Astronomers using the National Science Foundation’s Karl G. Jansky Very Large Array (VLA) have shown that a jet of material propelled from the core of a giant galaxy is channeled by a corkscrew-shaped magnetic field out to nearly 3,300 light-years from the galaxy’s central supermassive black hole.
That is much farther than such a magnetic field previously had been detected in a galactic jet.

“By making high-quality VLA images at several different radio wavelengths of the galaxy Messier 87 (M87), we were able to reveal the 3-dimensional structure of the magnetic field in this jet for the first time,” said Alice Pasetto of the National Autonomous University of Mexico, leader of the team. “The material in this jet traces a double helix, similar to the structure of DNA,” she added.

M87 is a giant elliptical galaxy about 55 million light-years from Earth. A supermassive black hole some 6.5 billion times more massive than the Sun lurks at the center of M87. That black hole is the first one ever to be imaged — an achievement done with the world-wide Event Horizon Telescope (EHT) collaboration and announced in 2019. Earlier this year, new EHT images traced the magnetic field in the vicinity of the black hole event horizon.

Pasetto and her colleagues used the VLA to reveal details of the magnetic field by tracing the polarization, or alignment, of radio waves emitted from it, and by measuring the field’s strength across different parts of the jet. Their observations, made using the VLA’s widest configuration that provides the highest resolution, produced very detailed images of the galaxy’s jet.

“Helical magnetic fields are expected close to the black hole, and are thought to play a highly important role in channeling the material into a narrow jet, but we didn’t expect to find such a strong helical field extending so far outward,” said Jose M. Marti, of the University of Valencia.

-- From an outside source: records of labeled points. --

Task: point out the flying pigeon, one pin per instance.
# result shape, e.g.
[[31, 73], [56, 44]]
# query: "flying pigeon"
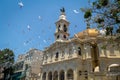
[[20, 4]]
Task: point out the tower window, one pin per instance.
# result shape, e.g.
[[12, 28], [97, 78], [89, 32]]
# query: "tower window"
[[58, 37], [65, 28], [64, 36], [79, 51], [57, 55]]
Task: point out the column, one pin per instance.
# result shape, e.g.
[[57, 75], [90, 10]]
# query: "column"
[[52, 75], [65, 75]]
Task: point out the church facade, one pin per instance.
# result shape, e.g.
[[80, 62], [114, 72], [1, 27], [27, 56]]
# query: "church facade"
[[86, 56]]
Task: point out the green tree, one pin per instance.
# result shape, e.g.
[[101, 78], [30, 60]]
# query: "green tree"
[[104, 14]]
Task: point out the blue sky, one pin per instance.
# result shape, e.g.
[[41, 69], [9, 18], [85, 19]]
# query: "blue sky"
[[33, 25]]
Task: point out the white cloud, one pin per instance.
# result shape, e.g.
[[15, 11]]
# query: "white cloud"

The magnetic field is expected to weaken with its distance from the black hole. However, the scientists suggested that instabilities in the flow of material within the jet could make the magnetic field more ordered at the distances seen in the new VLA images. The instabilities produce regions of higher pressure which also compress the magnetic field lines.

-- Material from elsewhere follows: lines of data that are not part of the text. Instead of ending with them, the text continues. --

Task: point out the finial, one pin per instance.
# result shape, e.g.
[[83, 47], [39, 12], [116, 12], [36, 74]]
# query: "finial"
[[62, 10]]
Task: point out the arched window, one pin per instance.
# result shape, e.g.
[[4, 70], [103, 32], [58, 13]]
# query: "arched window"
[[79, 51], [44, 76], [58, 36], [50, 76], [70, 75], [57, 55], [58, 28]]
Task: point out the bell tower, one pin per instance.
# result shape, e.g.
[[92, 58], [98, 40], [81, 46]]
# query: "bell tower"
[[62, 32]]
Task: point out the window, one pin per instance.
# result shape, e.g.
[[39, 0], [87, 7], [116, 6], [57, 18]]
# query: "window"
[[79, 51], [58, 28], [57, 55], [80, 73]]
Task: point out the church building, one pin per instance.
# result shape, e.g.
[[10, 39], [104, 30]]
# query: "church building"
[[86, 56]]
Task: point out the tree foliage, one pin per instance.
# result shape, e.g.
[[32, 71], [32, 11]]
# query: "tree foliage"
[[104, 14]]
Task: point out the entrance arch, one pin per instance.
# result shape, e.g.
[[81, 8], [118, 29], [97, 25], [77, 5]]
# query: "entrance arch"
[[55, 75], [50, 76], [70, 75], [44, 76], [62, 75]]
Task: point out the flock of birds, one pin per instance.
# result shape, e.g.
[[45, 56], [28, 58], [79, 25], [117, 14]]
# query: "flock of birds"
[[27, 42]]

The astronomers think that this interaction between instabilities in the flow and the magnetic field is what produces the double-helix structure shown by the VLA images. If this is happening in the M87 jet, it likely also is happening in similar jets from galaxies throughout the Universe, they said.

“M87 is relatively near to us and its jet is very powerful, making it an excellent target for study. The clues it gives us can help us understand this very important and ubiquitous phenomenon in the Universe,” said Jose L. Gomez, of IAA-CSIC, Granada.

The scientists are reporting their findings in the Astrophysical Journal Letters.

The National Radio Astronomy Observatory is a facility of the National Science Foundation, operated under cooperative agreement by Associated Universities, Inc.